Addressing lab design trends: Part 1 – Atriums and vertical openings
By Simon Goodhead, Director Atlanta office and Jeremy Lebowitz, Director of Development for Laboratory and Industrial, JENSEN HUGHES
At the 2015 Laboratory Design Conference two distinct themes arose: 1) new development of new lab buildings is slowing, resulting in more reuse and alteration projects to existing labs; and 2) daylight and vertical integration is a leading desire for interdisciplinary and transdisciplinary research.
In a series of two articles, we will explore the implications of these trends from a fire safety and code perspective.

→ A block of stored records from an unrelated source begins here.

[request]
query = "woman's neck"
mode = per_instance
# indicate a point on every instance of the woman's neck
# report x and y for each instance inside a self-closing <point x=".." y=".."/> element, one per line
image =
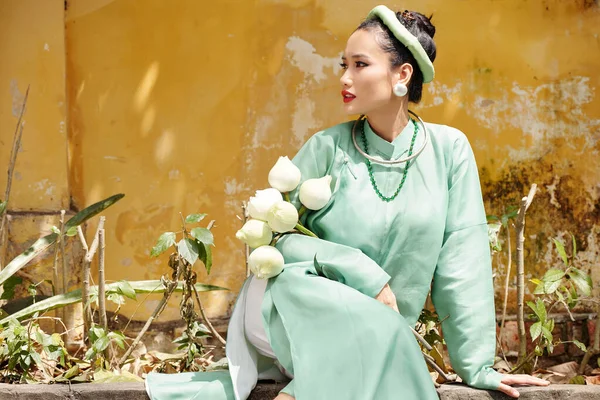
<point x="389" y="125"/>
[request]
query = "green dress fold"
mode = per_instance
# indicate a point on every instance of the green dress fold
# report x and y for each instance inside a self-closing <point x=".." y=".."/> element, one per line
<point x="329" y="332"/>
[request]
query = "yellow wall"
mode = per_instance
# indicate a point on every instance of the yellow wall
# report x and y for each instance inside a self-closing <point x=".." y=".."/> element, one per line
<point x="184" y="106"/>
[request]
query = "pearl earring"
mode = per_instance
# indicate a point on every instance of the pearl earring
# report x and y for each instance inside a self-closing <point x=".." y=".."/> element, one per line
<point x="400" y="89"/>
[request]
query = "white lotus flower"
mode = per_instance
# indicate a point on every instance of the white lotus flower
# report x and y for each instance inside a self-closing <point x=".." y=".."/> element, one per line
<point x="284" y="176"/>
<point x="255" y="233"/>
<point x="282" y="216"/>
<point x="265" y="262"/>
<point x="262" y="201"/>
<point x="315" y="193"/>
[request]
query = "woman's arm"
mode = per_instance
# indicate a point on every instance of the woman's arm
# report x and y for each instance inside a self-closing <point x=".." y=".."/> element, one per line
<point x="349" y="265"/>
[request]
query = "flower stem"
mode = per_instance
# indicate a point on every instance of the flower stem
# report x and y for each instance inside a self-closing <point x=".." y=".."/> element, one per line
<point x="301" y="211"/>
<point x="302" y="229"/>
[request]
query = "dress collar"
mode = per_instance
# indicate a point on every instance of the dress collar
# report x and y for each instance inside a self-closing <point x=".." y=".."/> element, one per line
<point x="394" y="150"/>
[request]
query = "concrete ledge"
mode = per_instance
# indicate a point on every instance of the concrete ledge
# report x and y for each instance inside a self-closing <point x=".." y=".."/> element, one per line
<point x="268" y="391"/>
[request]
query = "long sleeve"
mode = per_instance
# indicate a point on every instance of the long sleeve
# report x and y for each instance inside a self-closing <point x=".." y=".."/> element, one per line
<point x="351" y="266"/>
<point x="462" y="290"/>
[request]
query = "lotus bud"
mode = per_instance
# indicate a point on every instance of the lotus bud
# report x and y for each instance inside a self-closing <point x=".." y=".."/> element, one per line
<point x="263" y="200"/>
<point x="282" y="217"/>
<point x="284" y="176"/>
<point x="266" y="262"/>
<point x="315" y="193"/>
<point x="255" y="233"/>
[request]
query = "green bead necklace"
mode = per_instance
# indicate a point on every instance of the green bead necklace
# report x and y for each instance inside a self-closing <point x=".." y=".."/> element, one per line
<point x="370" y="167"/>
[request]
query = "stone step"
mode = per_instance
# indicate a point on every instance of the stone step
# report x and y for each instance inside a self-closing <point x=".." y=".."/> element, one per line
<point x="268" y="391"/>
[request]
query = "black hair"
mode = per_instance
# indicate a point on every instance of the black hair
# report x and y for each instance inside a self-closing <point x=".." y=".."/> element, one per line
<point x="422" y="28"/>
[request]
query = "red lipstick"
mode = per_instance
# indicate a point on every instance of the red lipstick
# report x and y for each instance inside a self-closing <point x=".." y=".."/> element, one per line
<point x="348" y="97"/>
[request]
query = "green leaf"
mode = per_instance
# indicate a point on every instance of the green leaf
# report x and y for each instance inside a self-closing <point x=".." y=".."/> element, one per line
<point x="203" y="235"/>
<point x="550" y="287"/>
<point x="561" y="250"/>
<point x="205" y="255"/>
<point x="22" y="259"/>
<point x="188" y="249"/>
<point x="116" y="298"/>
<point x="62" y="300"/>
<point x="92" y="210"/>
<point x="493" y="233"/>
<point x="539" y="289"/>
<point x="549" y="325"/>
<point x="165" y="241"/>
<point x="553" y="275"/>
<point x="193" y="218"/>
<point x="38" y="360"/>
<point x="581" y="280"/>
<point x="580" y="345"/>
<point x="550" y="346"/>
<point x="9" y="287"/>
<point x="539" y="308"/>
<point x="535" y="330"/>
<point x="125" y="288"/>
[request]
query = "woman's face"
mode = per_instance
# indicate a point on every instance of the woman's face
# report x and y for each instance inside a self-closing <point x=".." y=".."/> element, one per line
<point x="368" y="80"/>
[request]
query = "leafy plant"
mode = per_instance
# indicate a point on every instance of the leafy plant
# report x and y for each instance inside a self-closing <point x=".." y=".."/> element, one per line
<point x="24" y="348"/>
<point x="567" y="286"/>
<point x="194" y="244"/>
<point x="45" y="242"/>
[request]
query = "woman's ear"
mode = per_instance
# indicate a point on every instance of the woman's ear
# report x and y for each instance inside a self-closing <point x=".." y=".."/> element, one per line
<point x="404" y="73"/>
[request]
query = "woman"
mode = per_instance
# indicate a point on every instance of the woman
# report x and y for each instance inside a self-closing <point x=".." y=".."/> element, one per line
<point x="406" y="216"/>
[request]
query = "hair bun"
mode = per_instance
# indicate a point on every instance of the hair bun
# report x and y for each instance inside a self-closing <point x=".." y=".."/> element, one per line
<point x="417" y="23"/>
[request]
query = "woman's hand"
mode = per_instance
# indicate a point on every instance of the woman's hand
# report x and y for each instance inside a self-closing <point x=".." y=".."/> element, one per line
<point x="387" y="297"/>
<point x="508" y="380"/>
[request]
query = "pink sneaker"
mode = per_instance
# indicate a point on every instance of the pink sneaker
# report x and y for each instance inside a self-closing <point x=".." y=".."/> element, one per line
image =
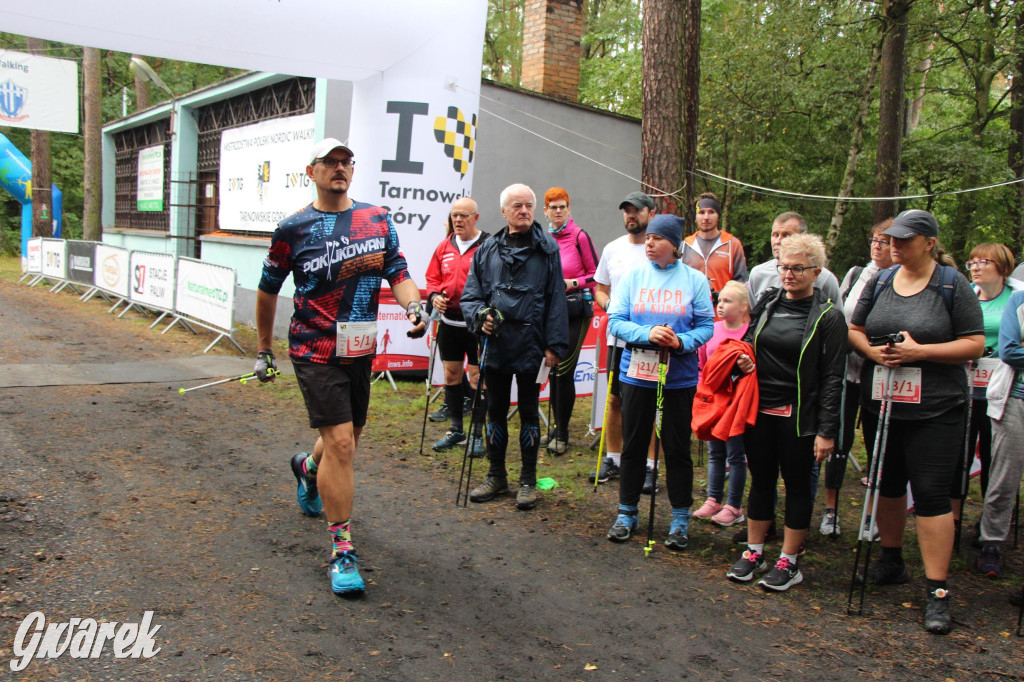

Each article will focus on a specific challenge to allow for maximum flexibility and use of space, minimizing construction costs through consideration of advanced fire science, and outline solutions for common design challenges.
At the 2015 Laboratory Design Conference, an atrium was featured in each of the overseas Laboratory of the Year Award winners and the Emory Chemistry Building Addition tour. The challenge many designers, contractors and owners face in the U.S. is how to achieve the vertical openings without overly burdensome costs. This article will focus on daylight; an important part of the collaboration equation, and one which often results in consideration of vertical openings as an owner’s go-to ideal. The following will explore the multiple vertical opening concepts available to designers, while considering value-based solutions and analysis methods.